Adrián Zigarán asumió oficialmente como interventor del municipio de Aguas Blancas con un claro objetivo: restablecer la salud institucional de la localidad y abordar de manera directa los problemas que aquejan a la región. Entre ellos, se destaca la creciente preocupación por el narcotráfico y la violencia asociada, tema sobre el que el nuevo interventor no dudó en manifestarse con dureza.
En una entrevista con Interactiva Noticias, Adrián Zigarán dejó en claro su postura: “El gobernador siempre habla de la paz social, de llevar tranquilidad y de hacer lo que se tenga que hacer en beneficio de la gente. No hay mayores instrucciones que hacer lo que ya vengo haciendo, así que en ese aspecto tengo total apoyo y le agradezco la confianza al gobernador nuevamente”, señaló.
Además, subrayó su enfoque a la hora de evaluar a su equipo de trabajo: “Yo me tomo siempre 15 días como para conocer a las personas, no estigmatizo a nadie.

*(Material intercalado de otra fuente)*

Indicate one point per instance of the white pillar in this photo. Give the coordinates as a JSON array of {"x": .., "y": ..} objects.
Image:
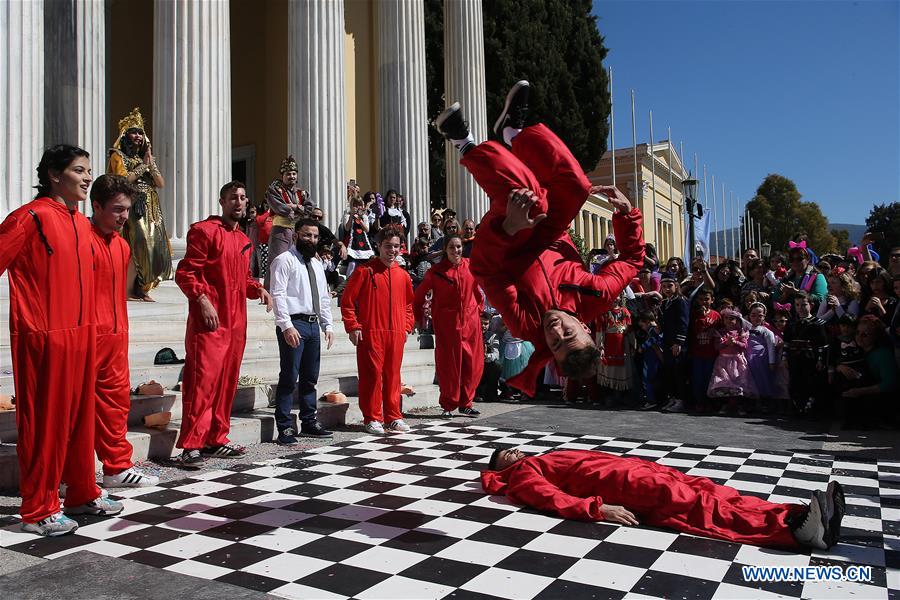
[
  {"x": 403, "y": 118},
  {"x": 90, "y": 39},
  {"x": 191, "y": 128},
  {"x": 316, "y": 112},
  {"x": 21, "y": 86},
  {"x": 464, "y": 83}
]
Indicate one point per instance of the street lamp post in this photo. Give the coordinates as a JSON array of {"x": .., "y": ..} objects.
[{"x": 689, "y": 186}]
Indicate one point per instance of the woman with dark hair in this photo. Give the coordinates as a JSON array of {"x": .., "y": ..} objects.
[
  {"x": 880, "y": 302},
  {"x": 872, "y": 400},
  {"x": 145, "y": 231},
  {"x": 455, "y": 311},
  {"x": 53, "y": 340},
  {"x": 802, "y": 276}
]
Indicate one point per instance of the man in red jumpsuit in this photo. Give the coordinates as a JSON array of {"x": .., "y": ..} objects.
[
  {"x": 523, "y": 257},
  {"x": 377, "y": 311},
  {"x": 111, "y": 198},
  {"x": 456, "y": 304},
  {"x": 596, "y": 486},
  {"x": 215, "y": 276},
  {"x": 45, "y": 246}
]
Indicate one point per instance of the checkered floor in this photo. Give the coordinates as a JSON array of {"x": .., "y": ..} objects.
[{"x": 404, "y": 517}]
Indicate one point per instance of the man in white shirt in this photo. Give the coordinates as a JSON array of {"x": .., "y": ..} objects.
[{"x": 302, "y": 307}]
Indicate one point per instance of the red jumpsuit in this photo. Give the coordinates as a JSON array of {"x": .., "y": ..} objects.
[
  {"x": 112, "y": 392},
  {"x": 47, "y": 250},
  {"x": 217, "y": 265},
  {"x": 576, "y": 483},
  {"x": 378, "y": 301},
  {"x": 539, "y": 269},
  {"x": 456, "y": 313}
]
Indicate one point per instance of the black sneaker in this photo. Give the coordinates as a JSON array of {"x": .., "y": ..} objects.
[
  {"x": 515, "y": 110},
  {"x": 189, "y": 459},
  {"x": 224, "y": 451},
  {"x": 286, "y": 437},
  {"x": 451, "y": 124},
  {"x": 314, "y": 430}
]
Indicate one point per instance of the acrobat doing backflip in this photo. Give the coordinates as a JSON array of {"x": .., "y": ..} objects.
[{"x": 523, "y": 256}]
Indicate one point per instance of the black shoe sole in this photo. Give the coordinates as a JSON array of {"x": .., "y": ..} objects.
[{"x": 498, "y": 124}]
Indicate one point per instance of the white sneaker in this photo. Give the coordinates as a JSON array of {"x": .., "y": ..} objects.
[
  {"x": 676, "y": 405},
  {"x": 105, "y": 507},
  {"x": 53, "y": 526},
  {"x": 130, "y": 478},
  {"x": 398, "y": 426},
  {"x": 374, "y": 428}
]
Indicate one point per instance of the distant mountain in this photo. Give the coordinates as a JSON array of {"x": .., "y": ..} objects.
[{"x": 856, "y": 231}]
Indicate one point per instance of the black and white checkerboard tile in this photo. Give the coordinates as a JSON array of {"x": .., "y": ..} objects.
[{"x": 404, "y": 517}]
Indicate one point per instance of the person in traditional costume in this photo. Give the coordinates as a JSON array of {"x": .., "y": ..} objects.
[
  {"x": 597, "y": 486},
  {"x": 523, "y": 256},
  {"x": 145, "y": 231},
  {"x": 45, "y": 245},
  {"x": 288, "y": 203}
]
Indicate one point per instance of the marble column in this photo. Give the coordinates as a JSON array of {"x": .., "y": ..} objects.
[
  {"x": 21, "y": 86},
  {"x": 402, "y": 103},
  {"x": 316, "y": 111},
  {"x": 90, "y": 40},
  {"x": 191, "y": 127},
  {"x": 464, "y": 83}
]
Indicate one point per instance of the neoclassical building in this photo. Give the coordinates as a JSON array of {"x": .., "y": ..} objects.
[{"x": 229, "y": 87}]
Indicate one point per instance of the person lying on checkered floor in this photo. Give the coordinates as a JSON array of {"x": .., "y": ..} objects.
[{"x": 597, "y": 486}]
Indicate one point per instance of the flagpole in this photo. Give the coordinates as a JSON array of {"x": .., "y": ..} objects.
[
  {"x": 726, "y": 251},
  {"x": 612, "y": 127},
  {"x": 638, "y": 188},
  {"x": 653, "y": 182}
]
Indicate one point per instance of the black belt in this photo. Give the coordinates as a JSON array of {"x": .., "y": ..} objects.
[{"x": 306, "y": 318}]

Esto es como cuando gana un intendente nuevo, entonces toda la gente que no es de planta permanente cae su designación. Pero después hago una evaluación, repito, no estigmatizo a nadie, ya lo veré”. El interventor se mostró abierto a escuchar a los empleados de la comuna, resaltando que su prioridad será “seleccionar lo mejor sin estigmatizar a nadie”.
Preocupación por el narcotráfico en la frontera
Consultado sobre el tema del narcotráfico, Zigarán fue contundente al describir la gravedad de la situación en la frontera con Bolivia. “Siempre me preocupó, hace años que vengo declarando que la frontera física de Bolivia-Argentina se corrió”, advirtió. A su juicio, la problemática se ha agravado, a tal punto que algunas localidades se han convertido en epicentros de violencia extrema.
“Acá hay decapitados que aparecen en determinados municipios, gente ajusticiada con precintos en la espalda, como en las películas, las malas películas narco. Alguien se está comiendo la película y están haciendo lo mismo”, disparó Zigarán, reflejando con crudeza la realidad que atraviesan las comunidades de la región. Y enfatizó que se trata de una responsabilidad tanto de la Nación como de la policía provincial “volver a instaurar el orden y que este tipo de situaciones no se den en Salta. No tenemos que llegar a Rosario para reaccionar”, expresó, en alusión a la crisis de seguridad que vive la ciudad santafesina.
La intervención de Aguas Blancas se formalizó mediante el decreto 606, tras la decisión de la Legislatura de intervenir el municipio, que fue ratificada por el gobernador Gustavo Sáenz. Según Zigarán, su tarea será normalizar la situación institucional en la comuna hasta las próximas elecciones provinciales en 2025, momento en que la comunidad elegirá a su nuevo intendente de manera democrática.
La legislatura provincial aprobó por unanimidad la intervención del municipio tras una nota del procurador general de la provincia, Pedro García Castiella, informando sobre las investigaciones penales contra el ahora ex intendente Carlos Alfredo “Conejo” Martínez.
La causa en la que está detenido el ahora ex intendente Carlos Martínez tiene vinculación con otros hechos criminales cometidos en el norte salteño. Su hermano, César Martínez, que tenía antecedentes por tentativa de femicidio y delitos vinculados al narcomenudeo, fue asesinado por sicarios el 12 de noviembre del año pasado, en la puerta de su casa, donde cumplía prisión domiciliaria.
El procurador general de la provincia viene advirtiendo sobre el crecimiento del crimen organizado en el norte salteño, al que describió como “multirrubro”, que lleva a cabo secuestros, robos a gran escala y violentos y asesinatos, entre otros crímenes. Después de esas denuncias, el funcionario recibió amenazas.